Pensant que c’était les foreurs du maïs qui causaient des ravages, il utilisait les pesticides habituels. Mais les chenilles ne mouraient pas. Il pleuvait, et les chenilles restaient en vie. Finalement, un agent agricole s’est rendu à la ferme et lui a dit qu’il ne s’agissait pas du foreur du maïs, mais plutôt de la légionnaire d’automne.

Monsieur Joseph déclare : « Ce ravageur ne rigole pas…. Quand il n’y a pas de maïs, il n’y a pas de nourriture, et il y aura donc aucun problème. »

La légionnaire d’automne se propage rapidement, et le maïs est sa nourriture préférée. Ce ravageur a anéanti les cultures de maïs et d’autres cultures dans au moins 26 pays africains au cours des deux dernières années. Actuellement, le ministère tanzanien de l’Agriculture se dépêche d’expliquer aux agriculteurs et aux agricultrices comment reconnaître et combattre ce nouveau ravageur, avant le début de la saison du maïs.

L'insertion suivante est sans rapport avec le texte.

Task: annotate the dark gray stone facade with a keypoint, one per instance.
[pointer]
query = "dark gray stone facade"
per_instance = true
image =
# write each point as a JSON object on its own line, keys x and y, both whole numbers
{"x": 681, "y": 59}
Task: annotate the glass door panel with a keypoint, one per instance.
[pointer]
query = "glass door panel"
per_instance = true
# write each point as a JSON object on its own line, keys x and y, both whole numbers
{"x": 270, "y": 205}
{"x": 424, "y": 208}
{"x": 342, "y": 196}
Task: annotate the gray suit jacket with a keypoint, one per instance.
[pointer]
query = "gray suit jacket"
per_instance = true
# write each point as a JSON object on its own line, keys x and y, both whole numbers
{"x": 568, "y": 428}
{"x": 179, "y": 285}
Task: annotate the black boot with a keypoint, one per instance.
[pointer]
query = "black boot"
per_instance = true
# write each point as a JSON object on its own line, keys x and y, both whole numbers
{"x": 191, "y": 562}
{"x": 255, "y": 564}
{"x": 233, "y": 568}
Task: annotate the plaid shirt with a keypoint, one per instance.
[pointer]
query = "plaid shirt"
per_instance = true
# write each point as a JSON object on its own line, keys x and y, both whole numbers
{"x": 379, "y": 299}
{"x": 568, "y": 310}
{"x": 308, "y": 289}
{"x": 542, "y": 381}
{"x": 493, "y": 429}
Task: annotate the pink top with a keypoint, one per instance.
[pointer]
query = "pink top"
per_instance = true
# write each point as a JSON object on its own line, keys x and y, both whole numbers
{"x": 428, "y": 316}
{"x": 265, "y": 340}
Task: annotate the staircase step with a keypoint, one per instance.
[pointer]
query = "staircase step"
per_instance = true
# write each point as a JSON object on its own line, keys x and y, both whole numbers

Une fois qu’il a su qu’il avait à faire à la légionnaire d’automne, monsieur Joseph pulvérisait ses champs deux fois, à une semaine d’intervalle, avec un pesticide appelé Karate. Il a attrapé le coupable à temps, et a obtenu une bonne récolte.

Quelques mois plus tard, il sema du maïs sur deux lopins de trois acres chacun pendant la saison morte, dans le cadre de son plan de rotation des cultures. Le maïs est en phase de maturation actuellement, et, alors qu’il marche entre les rangées pour examiner une feuille blanchie, les plants sont plus hauts que lui. Un des symptômes de la légionnaire d’automne est le « fenêtrage » que l’on observe lorsque certaines parties des feuilles prennent un aspect blanchâtre ou semi-transparent parce qu’elles ont été en grande partie rongées par des chenilles.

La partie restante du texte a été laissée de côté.